Figure BDA0003645216880000131
In the formula, ODc represents the absorbance value at 490nm after HepG2 cell culture, and ODe represents the absorbance value at 490nm after HepG2 cell culture with DOX, P (PFPHM-b-DMAEMA-b-PEGMEA) -DOX, and P (PFPHM-b-DMAEMA-b-PEGMEA), respectively.
Example 9
(1) The prepared drug-loaded micelle of claim 1 is weighed, and the drug Loading (LC) and the Encapsulation Efficiency (EE) of the micelle are calculated according to the following formulas (shown in the following table 1), and the result shows that the drug Loading (LC) of P (PFPHM-b-DMAEMA-b-PEGMEA) is 21.3 percent and the Encapsulation Efficiency (EE) is 90.0 percent, and the result shows that the polymer micelle can effectively wrap the hydrophobic drug.
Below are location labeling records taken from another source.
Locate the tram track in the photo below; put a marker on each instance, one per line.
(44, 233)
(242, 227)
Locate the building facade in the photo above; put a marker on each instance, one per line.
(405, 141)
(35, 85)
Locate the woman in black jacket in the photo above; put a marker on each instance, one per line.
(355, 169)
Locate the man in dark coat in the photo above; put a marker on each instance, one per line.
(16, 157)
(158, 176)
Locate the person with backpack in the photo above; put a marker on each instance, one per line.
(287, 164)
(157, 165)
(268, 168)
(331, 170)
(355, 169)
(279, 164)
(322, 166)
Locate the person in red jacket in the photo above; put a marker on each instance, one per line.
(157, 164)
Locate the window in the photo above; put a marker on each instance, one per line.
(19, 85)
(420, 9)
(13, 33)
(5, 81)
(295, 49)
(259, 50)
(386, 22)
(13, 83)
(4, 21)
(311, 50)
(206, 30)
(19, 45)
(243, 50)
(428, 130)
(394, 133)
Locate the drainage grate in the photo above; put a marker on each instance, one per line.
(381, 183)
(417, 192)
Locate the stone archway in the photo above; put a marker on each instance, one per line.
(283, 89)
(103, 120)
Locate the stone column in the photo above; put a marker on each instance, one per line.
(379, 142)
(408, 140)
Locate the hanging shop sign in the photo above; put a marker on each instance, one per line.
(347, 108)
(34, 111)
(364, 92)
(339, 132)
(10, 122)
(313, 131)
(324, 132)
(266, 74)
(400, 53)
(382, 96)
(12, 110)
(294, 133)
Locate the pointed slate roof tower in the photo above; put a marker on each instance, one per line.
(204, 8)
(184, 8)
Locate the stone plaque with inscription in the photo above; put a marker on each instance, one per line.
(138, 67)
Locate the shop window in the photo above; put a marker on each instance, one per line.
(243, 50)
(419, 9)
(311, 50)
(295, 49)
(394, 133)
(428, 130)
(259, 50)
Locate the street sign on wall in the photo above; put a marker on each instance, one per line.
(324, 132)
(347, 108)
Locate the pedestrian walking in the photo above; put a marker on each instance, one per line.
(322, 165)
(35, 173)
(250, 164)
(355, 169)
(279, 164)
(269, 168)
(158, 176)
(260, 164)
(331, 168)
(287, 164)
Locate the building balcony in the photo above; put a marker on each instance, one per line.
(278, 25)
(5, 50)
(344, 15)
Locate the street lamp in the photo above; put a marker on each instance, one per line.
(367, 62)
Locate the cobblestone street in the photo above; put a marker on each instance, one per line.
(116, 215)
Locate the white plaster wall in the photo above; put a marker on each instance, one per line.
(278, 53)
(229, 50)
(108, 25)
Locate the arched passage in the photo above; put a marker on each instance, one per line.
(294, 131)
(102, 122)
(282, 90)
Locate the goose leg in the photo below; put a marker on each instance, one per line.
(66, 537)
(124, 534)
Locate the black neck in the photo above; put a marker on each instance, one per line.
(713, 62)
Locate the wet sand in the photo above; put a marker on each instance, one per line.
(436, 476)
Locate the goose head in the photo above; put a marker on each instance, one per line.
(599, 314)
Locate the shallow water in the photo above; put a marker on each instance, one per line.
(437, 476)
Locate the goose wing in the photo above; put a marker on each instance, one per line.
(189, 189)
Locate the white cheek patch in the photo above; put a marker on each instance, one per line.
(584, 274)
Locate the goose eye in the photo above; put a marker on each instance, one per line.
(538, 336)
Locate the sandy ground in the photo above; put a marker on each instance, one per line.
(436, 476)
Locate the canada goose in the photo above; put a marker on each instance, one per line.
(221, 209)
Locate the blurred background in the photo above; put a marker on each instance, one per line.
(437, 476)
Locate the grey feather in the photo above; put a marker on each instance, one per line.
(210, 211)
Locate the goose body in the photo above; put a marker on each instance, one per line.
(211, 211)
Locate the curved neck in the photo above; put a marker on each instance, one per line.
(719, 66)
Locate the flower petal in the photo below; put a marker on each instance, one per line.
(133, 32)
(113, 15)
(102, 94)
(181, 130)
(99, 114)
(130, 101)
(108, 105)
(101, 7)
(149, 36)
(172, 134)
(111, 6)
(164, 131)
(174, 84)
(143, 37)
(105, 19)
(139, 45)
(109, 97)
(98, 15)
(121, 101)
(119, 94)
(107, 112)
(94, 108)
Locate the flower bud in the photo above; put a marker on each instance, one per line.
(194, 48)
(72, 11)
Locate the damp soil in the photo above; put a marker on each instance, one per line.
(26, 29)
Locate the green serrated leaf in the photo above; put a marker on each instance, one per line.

Figure BDA0003645216880000132
Figure BDA0003645216880000133
In the formula, m1 is the mass of the drug loaded in the polymer micelle, 10 mg; m2 is the total mass of the drug-loaded micelle, mg; m3 represents the mass of the drug, 3 mg.
Table 1: EE and LC analysis of drug-loaded micelles
Figure BDA0003645216880000134
Example 10
(1) Preparing a DOX/ethanol solution with a series of concentrations of 0.01-0.75 mg/mL. The absorbance at 495nm is measured by an ultraviolet spectrophotometer, and a standard curve of adriamycin/ethanol is drawn.
(2) The drug-loaded micelle prepared in claim 1 was dissolved in 10mL of anhydrous ethanol.
(3) The solution prepared in step (2) was transferred to a dialysis bag with a cut-off of 3500, and transferred to four beakers F1, F2, F3, and F4, respectively, and 200mL of a pH 6.5 phosphate buffer solution was added to F1 and F2, and 200mL of a pH 7.4 phosphate buffer solution was added to F3 and F4.
(4) F1 and F3 in the step (3) are dialyzed at 37 ℃, F2 and F4 are dialyzed at 42 ℃, 3mL of fresh medium is sampled at 1, 2, 4, 8, 12, 24, 48 and 72h respectively, 3mL of fresh medium is supplemented, and the absorbance of DOX in different samples is measured by using an ultraviolet spectrophotometer, and the concentration of DOX is calculated by comparing the absorbance of a standard curve of adriamycin/ethanol. The percentage of cumulative drug release (Er) was calculated using equation (4) (fig. 10) and the release rate was significantly faster at pH 6.5 than at pH 7.4 at 42 ℃ and 37 ℃ and 88.9% at 72 hours for the fastest release medium at pH 6.5 and 42 ℃. And the release rate of the drug for 72 hours is 44.5% at the pH value of 7.4 and the temperature of 42 ℃; the release rate of the drug was 43.7% at pH 6.5 and 37 ℃ for 72 hours, and was only 39.5% at pH 7.4 and 37 ℃.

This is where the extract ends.